An open source version of our Docker container metrics collection software is available on github.
Seeing is Believing
There are several front end frameworks that work well with Influxdb to graph and help visualize container performance metrics, such as Granfana, Influga, and Facette. However, in order to integrate visualizations into the dashboard, Nvd3 is the clear choice. The switch to the Nvd3 charting library is a significant improvement over our previous charting library. Namely, we are now able to chart and aggregate more efficiently by timestamp which provides greater granularity and detail into the graphs. Some other improvements include interactive tooltips and the ability to toggle the visibility of data. The increasing variety of nvd3 visualizations will allow us to create even more awesome charts, graphs and interactive graphics to display metrics in the future.

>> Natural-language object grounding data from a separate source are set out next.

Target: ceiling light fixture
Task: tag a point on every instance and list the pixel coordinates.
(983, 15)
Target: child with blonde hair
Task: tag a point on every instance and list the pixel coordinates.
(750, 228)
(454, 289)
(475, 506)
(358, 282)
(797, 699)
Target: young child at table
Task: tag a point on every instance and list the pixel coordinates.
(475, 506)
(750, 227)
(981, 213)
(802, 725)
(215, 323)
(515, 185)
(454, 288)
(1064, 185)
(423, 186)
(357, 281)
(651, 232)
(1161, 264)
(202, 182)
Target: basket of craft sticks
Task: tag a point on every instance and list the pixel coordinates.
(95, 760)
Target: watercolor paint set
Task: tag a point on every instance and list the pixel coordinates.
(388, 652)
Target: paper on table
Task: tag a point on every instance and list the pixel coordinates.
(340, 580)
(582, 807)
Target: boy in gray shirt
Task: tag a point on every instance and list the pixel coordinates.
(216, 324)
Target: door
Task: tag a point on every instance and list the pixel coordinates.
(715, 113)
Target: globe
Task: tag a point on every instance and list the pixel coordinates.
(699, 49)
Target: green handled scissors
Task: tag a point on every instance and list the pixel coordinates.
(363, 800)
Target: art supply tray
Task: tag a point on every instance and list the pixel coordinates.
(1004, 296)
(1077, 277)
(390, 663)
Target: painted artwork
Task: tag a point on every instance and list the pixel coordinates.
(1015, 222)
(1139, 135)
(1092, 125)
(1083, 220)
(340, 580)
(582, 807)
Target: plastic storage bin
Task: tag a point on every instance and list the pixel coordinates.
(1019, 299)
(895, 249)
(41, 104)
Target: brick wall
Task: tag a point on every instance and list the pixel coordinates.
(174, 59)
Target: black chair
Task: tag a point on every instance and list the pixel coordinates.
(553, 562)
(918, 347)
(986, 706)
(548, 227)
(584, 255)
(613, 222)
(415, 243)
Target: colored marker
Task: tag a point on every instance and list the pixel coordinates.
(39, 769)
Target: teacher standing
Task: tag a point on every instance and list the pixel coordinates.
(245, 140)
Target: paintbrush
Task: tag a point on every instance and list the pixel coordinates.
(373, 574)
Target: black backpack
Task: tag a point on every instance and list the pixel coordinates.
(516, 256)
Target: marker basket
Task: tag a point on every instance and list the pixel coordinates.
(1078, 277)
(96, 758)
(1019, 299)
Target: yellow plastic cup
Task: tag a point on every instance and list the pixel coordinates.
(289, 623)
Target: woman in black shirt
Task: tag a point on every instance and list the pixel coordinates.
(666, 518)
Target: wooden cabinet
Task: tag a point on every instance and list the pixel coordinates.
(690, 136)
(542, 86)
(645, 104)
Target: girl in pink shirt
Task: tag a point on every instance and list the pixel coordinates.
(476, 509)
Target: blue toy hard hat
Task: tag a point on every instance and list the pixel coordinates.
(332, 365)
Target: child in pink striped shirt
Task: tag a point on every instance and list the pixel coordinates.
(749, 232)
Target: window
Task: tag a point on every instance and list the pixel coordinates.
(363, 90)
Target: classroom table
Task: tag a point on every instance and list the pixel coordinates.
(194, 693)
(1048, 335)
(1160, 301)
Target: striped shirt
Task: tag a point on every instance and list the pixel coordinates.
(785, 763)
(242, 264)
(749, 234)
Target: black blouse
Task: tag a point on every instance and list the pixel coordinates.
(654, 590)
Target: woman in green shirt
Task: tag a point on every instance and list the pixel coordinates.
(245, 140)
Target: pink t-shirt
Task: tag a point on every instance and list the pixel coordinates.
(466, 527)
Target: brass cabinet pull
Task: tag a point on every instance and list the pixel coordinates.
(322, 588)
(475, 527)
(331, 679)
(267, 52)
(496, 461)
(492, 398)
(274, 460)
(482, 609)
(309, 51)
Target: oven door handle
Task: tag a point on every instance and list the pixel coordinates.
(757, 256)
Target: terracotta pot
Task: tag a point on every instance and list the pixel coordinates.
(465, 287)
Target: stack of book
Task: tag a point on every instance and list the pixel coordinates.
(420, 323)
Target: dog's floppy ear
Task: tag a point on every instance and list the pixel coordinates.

So. Much. Data. What does it mean?
Environment performance metrics are not particularly useful unless meaning can be derived from them. This is why we have developed various scripts and tools to analyze, aggregate, and organize container metrics data. Some of these scripts and tools have been built into the Stratum CLI which now allows users to export metrics data to csv, json or spark and perform their own analysis. This new Stratum lifetime metrics infrastructure will also allow users to identify trends in the lifecycle of their environments and better understand the seasonal traffic of their applications. With this information, users can make more informed adjustments to their infrastructure as they scale and optimize their apps for the best performance. Also, this metrics data will allow Catalyze to provide superior support and an enhanced user experience for our customers in the future.